Radical trachelectomy, with bilateral total pelvic lymphadenectomy and para-aortic lymph node sampling biopsy, with or without removal of tube(s), with or without removal of ovary(s)
CPT4 code
Name of the Procedure:
Radical Trachelectomy with Bilateral Total Pelvic Lymphadenectomy and Para-aortic Lymph Node Sampling Biopsy, with or without Removal of Tubes and/or Ovaries
Summary
Radical trachelectomy is a surgical procedure that involves the removal of the cervix, surrounding tissues, and the upper part of the vagina, while preserving the uterus. This is combined with a comprehensive removal of lymph nodes in the pelvic area and sampling of lymph nodes around the aorta. Sometimes, the fallopian tubes and ovaries may also be removed.
Purpose
This procedure is primarily indicated for early-stage cervical cancer, aiming to remove cancerous tissues while preserving fertility. The lymphadenectomy helps to ascertain whether cancer has spread to lymph nodes, which guides further treatment.
Indications
- Early-stage cervical cancer (typically Stage I)

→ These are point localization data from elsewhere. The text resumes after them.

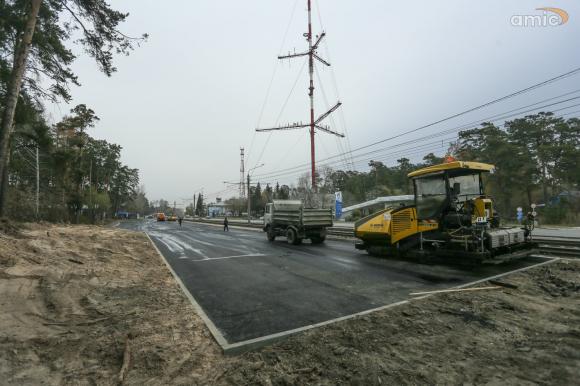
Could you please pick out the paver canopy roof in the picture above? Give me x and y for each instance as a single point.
(455, 165)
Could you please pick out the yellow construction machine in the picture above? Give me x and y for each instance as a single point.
(451, 218)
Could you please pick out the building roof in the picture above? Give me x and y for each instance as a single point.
(455, 165)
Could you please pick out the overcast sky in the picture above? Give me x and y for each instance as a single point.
(183, 103)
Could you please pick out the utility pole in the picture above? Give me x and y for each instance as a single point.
(37, 184)
(314, 123)
(242, 185)
(249, 192)
(249, 200)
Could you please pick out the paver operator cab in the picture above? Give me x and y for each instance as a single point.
(291, 219)
(451, 218)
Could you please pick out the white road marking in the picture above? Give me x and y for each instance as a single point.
(175, 245)
(231, 257)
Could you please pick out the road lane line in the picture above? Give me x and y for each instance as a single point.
(231, 257)
(215, 332)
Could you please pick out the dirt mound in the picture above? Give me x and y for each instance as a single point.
(9, 227)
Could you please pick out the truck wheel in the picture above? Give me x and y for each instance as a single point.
(270, 235)
(317, 240)
(292, 237)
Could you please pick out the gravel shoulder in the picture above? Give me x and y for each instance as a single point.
(84, 305)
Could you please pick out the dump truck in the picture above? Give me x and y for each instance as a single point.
(451, 218)
(291, 219)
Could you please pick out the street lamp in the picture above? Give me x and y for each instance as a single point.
(249, 195)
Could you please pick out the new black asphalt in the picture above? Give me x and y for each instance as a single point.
(250, 287)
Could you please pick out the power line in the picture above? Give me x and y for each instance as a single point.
(300, 169)
(459, 127)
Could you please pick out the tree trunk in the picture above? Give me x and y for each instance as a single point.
(13, 90)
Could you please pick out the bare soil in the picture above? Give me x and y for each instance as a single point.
(83, 305)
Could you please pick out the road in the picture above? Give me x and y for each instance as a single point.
(251, 288)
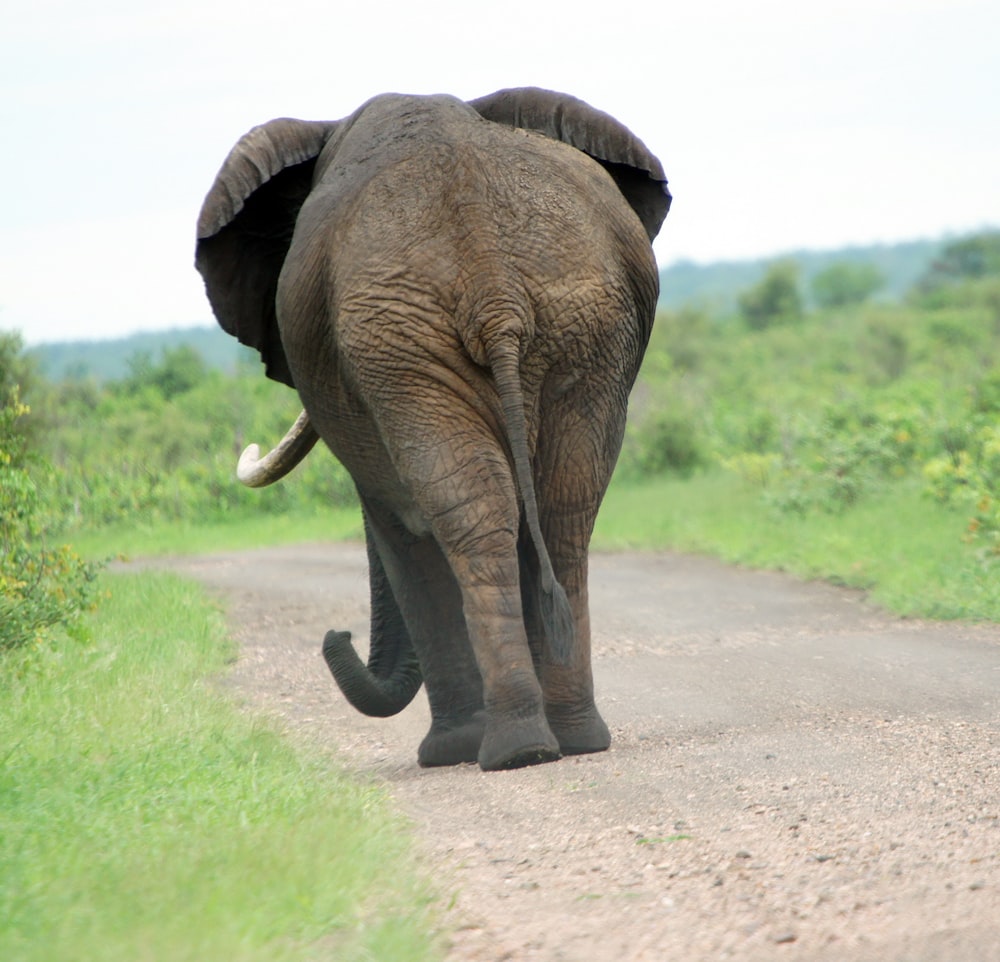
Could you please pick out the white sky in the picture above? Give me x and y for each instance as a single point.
(780, 125)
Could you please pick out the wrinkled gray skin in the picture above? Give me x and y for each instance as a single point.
(461, 294)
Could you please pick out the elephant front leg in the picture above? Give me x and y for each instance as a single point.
(517, 730)
(568, 687)
(425, 594)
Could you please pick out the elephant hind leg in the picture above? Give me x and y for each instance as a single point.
(430, 604)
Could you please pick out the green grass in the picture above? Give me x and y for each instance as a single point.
(903, 548)
(239, 533)
(142, 816)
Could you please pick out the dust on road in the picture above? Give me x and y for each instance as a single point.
(794, 775)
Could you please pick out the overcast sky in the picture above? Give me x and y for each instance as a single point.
(781, 125)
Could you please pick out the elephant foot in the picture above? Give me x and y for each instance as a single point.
(517, 744)
(579, 733)
(452, 744)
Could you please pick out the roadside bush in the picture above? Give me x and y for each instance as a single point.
(775, 299)
(41, 588)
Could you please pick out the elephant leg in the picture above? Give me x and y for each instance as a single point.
(568, 687)
(577, 457)
(430, 602)
(482, 553)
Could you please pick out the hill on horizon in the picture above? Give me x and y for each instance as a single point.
(713, 287)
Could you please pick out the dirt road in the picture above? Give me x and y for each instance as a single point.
(794, 775)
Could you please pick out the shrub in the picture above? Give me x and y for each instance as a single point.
(40, 587)
(843, 284)
(775, 299)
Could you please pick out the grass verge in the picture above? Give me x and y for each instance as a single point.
(903, 548)
(142, 816)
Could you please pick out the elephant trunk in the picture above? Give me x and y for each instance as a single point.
(258, 472)
(366, 689)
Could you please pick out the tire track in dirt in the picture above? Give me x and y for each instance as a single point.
(794, 774)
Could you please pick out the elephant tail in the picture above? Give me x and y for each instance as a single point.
(557, 617)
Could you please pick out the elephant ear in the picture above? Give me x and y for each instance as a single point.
(634, 168)
(245, 229)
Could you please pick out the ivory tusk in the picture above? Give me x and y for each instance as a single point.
(256, 471)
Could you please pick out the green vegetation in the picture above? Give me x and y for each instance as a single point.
(818, 431)
(143, 817)
(41, 587)
(858, 443)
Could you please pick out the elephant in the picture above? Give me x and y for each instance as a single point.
(461, 293)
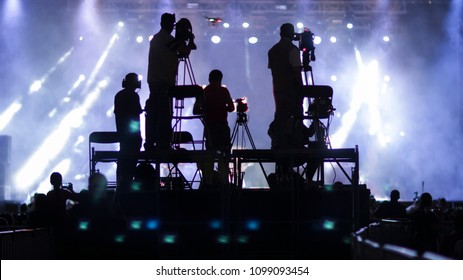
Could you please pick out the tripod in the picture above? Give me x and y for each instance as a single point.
(242, 123)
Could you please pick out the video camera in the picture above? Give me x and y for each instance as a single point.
(306, 45)
(184, 33)
(241, 105)
(305, 40)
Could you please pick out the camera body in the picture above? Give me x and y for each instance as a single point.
(305, 40)
(241, 105)
(66, 186)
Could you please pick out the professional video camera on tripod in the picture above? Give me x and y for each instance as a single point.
(319, 102)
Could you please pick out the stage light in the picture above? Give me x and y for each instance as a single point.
(9, 113)
(169, 239)
(35, 86)
(152, 224)
(243, 239)
(329, 225)
(252, 40)
(119, 238)
(216, 224)
(84, 225)
(223, 239)
(135, 186)
(253, 225)
(136, 224)
(215, 39)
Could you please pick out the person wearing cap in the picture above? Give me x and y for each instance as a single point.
(162, 72)
(285, 64)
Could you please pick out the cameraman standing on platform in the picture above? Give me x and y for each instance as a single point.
(217, 104)
(127, 110)
(285, 64)
(162, 73)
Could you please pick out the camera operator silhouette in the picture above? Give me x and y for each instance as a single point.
(217, 104)
(57, 199)
(127, 110)
(287, 129)
(163, 60)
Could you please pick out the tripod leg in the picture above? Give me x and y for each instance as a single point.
(248, 132)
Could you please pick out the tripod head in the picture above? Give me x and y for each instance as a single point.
(241, 118)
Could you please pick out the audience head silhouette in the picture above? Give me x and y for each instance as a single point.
(287, 30)
(97, 185)
(56, 180)
(168, 21)
(395, 195)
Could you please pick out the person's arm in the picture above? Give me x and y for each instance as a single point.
(295, 62)
(230, 104)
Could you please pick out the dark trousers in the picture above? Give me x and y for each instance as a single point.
(158, 126)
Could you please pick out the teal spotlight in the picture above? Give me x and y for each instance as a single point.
(169, 238)
(216, 224)
(223, 239)
(152, 224)
(243, 239)
(136, 224)
(84, 225)
(328, 225)
(119, 238)
(253, 225)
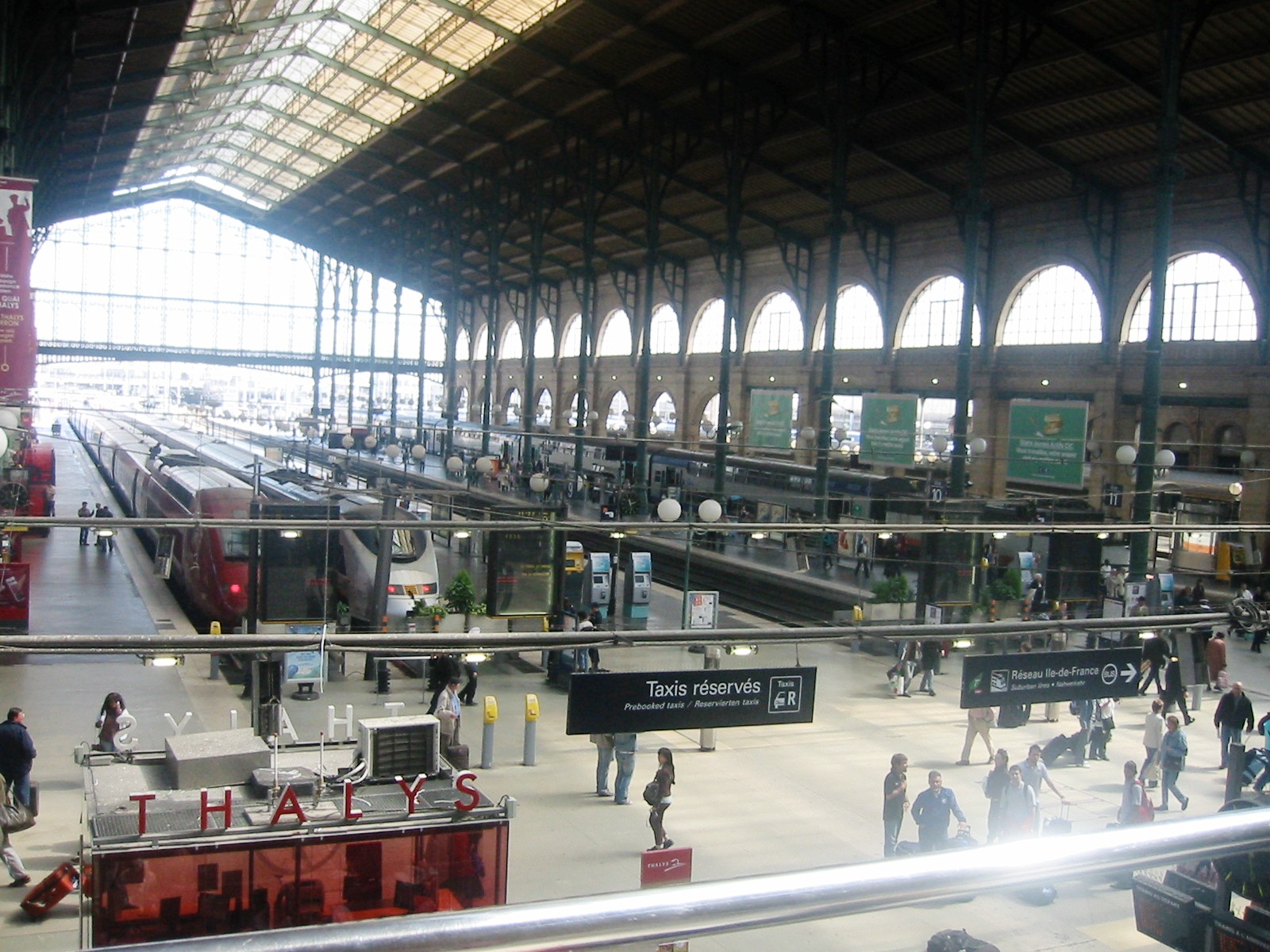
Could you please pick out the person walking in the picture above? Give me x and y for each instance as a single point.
(995, 789)
(1134, 804)
(1172, 762)
(1232, 719)
(603, 761)
(979, 723)
(86, 513)
(1153, 733)
(895, 803)
(1214, 654)
(624, 748)
(17, 753)
(108, 721)
(933, 810)
(931, 651)
(664, 780)
(12, 861)
(450, 712)
(1019, 808)
(1175, 692)
(1102, 727)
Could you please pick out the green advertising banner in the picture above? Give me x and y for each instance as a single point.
(1047, 442)
(888, 429)
(772, 418)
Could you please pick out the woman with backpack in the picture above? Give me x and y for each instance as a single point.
(657, 793)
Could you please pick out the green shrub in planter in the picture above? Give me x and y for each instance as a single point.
(893, 590)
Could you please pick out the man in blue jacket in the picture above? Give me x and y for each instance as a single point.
(17, 752)
(933, 810)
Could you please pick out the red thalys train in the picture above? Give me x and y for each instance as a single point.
(209, 565)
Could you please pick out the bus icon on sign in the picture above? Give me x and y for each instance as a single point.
(785, 695)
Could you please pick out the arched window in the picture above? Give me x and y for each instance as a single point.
(619, 409)
(859, 323)
(615, 340)
(1054, 306)
(778, 325)
(544, 344)
(664, 418)
(664, 332)
(512, 408)
(935, 317)
(708, 336)
(1206, 298)
(571, 346)
(514, 347)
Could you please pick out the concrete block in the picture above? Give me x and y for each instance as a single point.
(215, 758)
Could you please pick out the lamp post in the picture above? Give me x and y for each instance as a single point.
(670, 511)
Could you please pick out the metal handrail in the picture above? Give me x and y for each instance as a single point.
(526, 641)
(757, 901)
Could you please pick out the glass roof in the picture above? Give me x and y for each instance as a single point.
(264, 95)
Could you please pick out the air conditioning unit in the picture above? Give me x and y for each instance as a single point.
(400, 747)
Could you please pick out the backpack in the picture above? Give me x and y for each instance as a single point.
(1147, 812)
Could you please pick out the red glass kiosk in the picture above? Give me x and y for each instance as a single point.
(279, 848)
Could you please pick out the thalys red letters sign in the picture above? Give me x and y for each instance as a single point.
(658, 701)
(17, 315)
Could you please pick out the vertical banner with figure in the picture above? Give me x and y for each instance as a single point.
(888, 429)
(1047, 442)
(772, 418)
(17, 314)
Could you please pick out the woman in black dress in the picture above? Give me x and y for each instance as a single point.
(664, 780)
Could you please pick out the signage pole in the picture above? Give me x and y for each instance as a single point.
(711, 664)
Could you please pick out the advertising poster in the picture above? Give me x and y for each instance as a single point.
(17, 315)
(1047, 442)
(772, 418)
(888, 429)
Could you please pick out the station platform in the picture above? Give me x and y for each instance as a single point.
(765, 800)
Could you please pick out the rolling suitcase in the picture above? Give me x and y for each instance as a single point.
(457, 757)
(51, 890)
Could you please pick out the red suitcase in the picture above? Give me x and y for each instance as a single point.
(51, 890)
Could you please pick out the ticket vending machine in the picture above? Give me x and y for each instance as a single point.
(639, 585)
(598, 588)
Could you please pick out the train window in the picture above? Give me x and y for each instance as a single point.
(408, 545)
(237, 543)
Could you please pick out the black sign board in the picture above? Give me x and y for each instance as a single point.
(1168, 916)
(525, 568)
(1231, 935)
(1049, 676)
(664, 701)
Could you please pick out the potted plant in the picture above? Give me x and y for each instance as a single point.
(460, 598)
(892, 600)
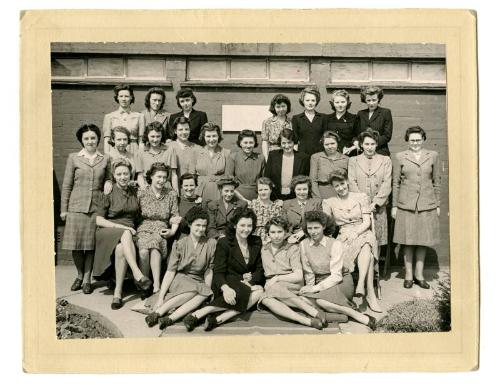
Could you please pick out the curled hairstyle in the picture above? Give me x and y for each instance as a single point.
(210, 127)
(301, 179)
(246, 133)
(240, 213)
(415, 129)
(124, 86)
(371, 90)
(154, 90)
(310, 90)
(277, 221)
(88, 128)
(157, 167)
(278, 99)
(185, 93)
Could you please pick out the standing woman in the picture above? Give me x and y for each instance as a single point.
(246, 165)
(375, 117)
(371, 173)
(238, 273)
(309, 126)
(186, 100)
(84, 177)
(285, 163)
(159, 210)
(342, 122)
(272, 127)
(210, 162)
(416, 197)
(124, 116)
(325, 163)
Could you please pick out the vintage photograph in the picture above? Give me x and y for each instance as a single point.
(250, 189)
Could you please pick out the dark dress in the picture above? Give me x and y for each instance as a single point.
(122, 207)
(229, 267)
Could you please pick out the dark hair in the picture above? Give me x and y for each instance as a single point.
(246, 133)
(277, 221)
(209, 127)
(157, 167)
(301, 179)
(88, 128)
(195, 213)
(154, 90)
(185, 93)
(415, 129)
(277, 99)
(341, 93)
(370, 90)
(177, 121)
(153, 126)
(124, 86)
(240, 213)
(188, 176)
(310, 90)
(118, 129)
(314, 216)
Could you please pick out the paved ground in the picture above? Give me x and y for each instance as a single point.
(132, 324)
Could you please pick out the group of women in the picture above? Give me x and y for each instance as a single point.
(285, 229)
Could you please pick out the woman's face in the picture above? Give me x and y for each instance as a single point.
(340, 104)
(286, 145)
(198, 228)
(211, 138)
(188, 188)
(154, 138)
(159, 179)
(372, 101)
(315, 230)
(124, 98)
(302, 191)
(341, 188)
(415, 141)
(244, 227)
(264, 191)
(281, 109)
(90, 141)
(155, 101)
(122, 176)
(330, 145)
(121, 141)
(309, 101)
(369, 146)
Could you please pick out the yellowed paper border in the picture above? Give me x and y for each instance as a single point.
(453, 351)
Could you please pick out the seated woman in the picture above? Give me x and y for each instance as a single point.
(264, 207)
(284, 278)
(238, 273)
(158, 206)
(116, 219)
(327, 285)
(284, 164)
(188, 279)
(220, 211)
(352, 213)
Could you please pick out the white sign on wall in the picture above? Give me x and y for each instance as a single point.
(235, 118)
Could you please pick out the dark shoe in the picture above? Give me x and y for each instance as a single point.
(87, 288)
(77, 285)
(152, 319)
(165, 322)
(190, 322)
(117, 303)
(422, 283)
(210, 323)
(407, 284)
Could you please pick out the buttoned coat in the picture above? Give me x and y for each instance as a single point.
(416, 184)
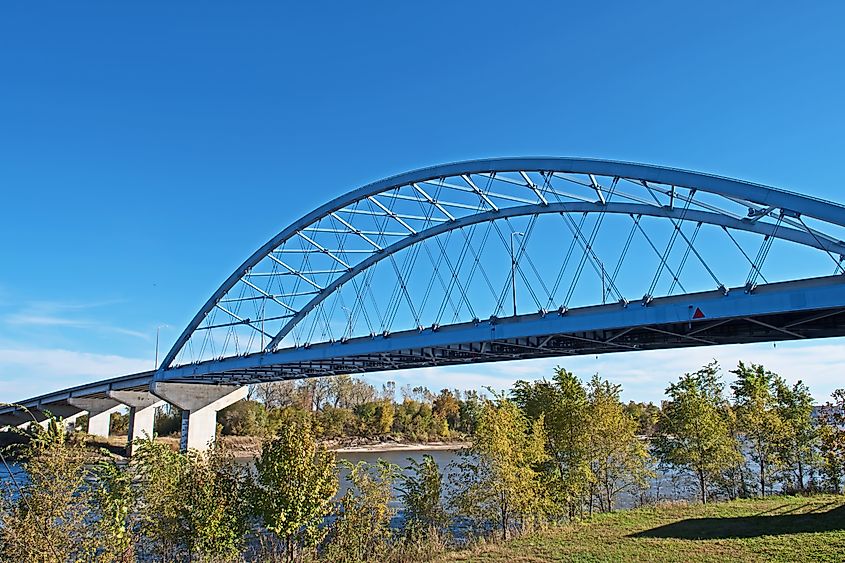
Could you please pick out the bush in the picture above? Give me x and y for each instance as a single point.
(361, 531)
(294, 486)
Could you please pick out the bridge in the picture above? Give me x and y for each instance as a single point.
(493, 260)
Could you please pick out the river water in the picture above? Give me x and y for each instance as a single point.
(665, 486)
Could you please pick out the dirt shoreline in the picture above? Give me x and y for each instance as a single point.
(245, 447)
(400, 447)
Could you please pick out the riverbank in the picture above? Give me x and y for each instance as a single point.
(781, 528)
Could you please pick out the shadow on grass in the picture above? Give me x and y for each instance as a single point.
(751, 526)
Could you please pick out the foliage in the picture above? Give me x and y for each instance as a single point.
(497, 483)
(562, 403)
(295, 483)
(47, 518)
(618, 459)
(831, 432)
(191, 504)
(696, 436)
(421, 495)
(116, 500)
(214, 515)
(244, 418)
(361, 529)
(798, 445)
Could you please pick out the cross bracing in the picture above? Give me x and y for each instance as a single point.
(478, 240)
(508, 259)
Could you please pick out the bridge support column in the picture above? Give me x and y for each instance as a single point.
(99, 413)
(22, 420)
(199, 404)
(142, 408)
(68, 414)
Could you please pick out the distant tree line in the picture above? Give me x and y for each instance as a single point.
(546, 452)
(346, 407)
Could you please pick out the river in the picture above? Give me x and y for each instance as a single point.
(665, 485)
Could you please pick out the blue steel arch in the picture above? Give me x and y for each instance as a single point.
(771, 213)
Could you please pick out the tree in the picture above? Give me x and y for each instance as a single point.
(447, 407)
(361, 530)
(421, 492)
(799, 438)
(294, 486)
(831, 431)
(759, 419)
(618, 460)
(244, 418)
(497, 482)
(562, 403)
(46, 518)
(695, 434)
(191, 505)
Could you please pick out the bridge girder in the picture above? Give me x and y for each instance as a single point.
(539, 187)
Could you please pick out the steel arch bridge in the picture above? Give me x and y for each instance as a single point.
(514, 258)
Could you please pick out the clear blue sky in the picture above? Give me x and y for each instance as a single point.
(147, 149)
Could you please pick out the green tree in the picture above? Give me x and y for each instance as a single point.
(46, 518)
(361, 530)
(756, 405)
(695, 434)
(618, 460)
(799, 439)
(497, 482)
(421, 495)
(244, 418)
(192, 505)
(295, 483)
(562, 403)
(831, 431)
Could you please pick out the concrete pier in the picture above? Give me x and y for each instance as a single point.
(142, 408)
(199, 404)
(99, 413)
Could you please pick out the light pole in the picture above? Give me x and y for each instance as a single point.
(158, 328)
(348, 320)
(513, 269)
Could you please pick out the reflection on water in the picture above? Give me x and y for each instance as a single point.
(400, 458)
(667, 485)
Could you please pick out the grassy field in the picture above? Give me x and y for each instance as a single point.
(772, 529)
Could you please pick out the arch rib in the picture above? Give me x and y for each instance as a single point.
(793, 235)
(727, 187)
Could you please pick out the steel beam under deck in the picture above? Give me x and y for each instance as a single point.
(773, 312)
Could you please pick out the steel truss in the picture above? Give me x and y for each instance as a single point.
(424, 269)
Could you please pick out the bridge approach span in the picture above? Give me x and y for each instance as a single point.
(504, 259)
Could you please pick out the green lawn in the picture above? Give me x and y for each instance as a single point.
(773, 529)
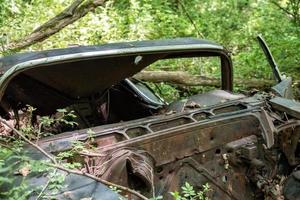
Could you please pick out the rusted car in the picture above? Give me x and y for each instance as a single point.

- Desire to preserve fertility
- Absence of lymph node metastasis
- General good health to withstand surgery
Preparation
- Fasting for at least 8 hours before the procedure
- Adjustment or cessation of certain medications as advised
- Pre-operative imaging tests, blood work, and consultation with the surgical team
Procedure Description
- General anesthesia is administered.
- An incision is made in the abdomen (or the procedure may be done laparoscopically).
- The cervix, upper vagina, and surrounding tissues are carefully removed.
- Bilateral total pelvic lymphadenectomy is performed, excising lymph nodes on both sides of the pelvis.
- Para-aortic lymph nodes are sampled to check for cancer spread.
- Depending on the case, the fallopian tubes and/or ovaries might be removed.
- The uterus is reattached to the remaining portion of the vagina.
- The incision is closed and the patient is moved to recovery.
Duration
The procedure typically takes 3-5 hours.
Setting
This surgery is performed in a hospital, usually in an operating room equipped for complex oncological surgeries.
Personnel
- A gynecologic oncologist performs the surgery
- An anesthesiologist manages anesthesia
- Surgical nurses assist during the procedure
- Pathologists may be involved for immediate biopsy analysis
Risks and Complications
- Infection
- Bleeding
- Injury to surrounding organs (bladder, intestines)
- Infertility
- Lymphedema (swelling due to lymph node removal)
- Adverse reaction to anesthesia
- Blood clots
Benefits
- Effective removal of cancerous tissue
- Potential preservation of fertility
- Accurate staging of cancer through lymph node analysis
- Lower risk of needing more aggressive treatments if cancer is caught early
Recovery
- Hospital stay of 3-7 days post-surgery
- Pain management with prescribed medications
- Limited physical activity for 6-8 weeks
- Follow-up appointments for stitch removal and monitoring
- Potential need for physical therapy to manage lymphedema
Alternatives
- Radical hysterectomy (complete removal of the uterus)
- Chemoradiation
- Targeted therapy, depending on the cancer stage and type
- Advantages of alternatives might include less invasive nature or different side effect profiles, but they may also mean loss of fertility or different effectiveness rates.
Patient Experience
- Expectation of moderate to severe discomfort initially, managed with pain relief measures
- Experience of static and functional limitations during the recovery period
- Emotional impact considering the nature of cancer treatment and fertility implications
- Support through counseling and oncology care teams
Patients are advised to discuss their specific case and concerns thoroughly with their healthcare team to ensure a comprehensive understanding of the procedure, recovery, and expectations.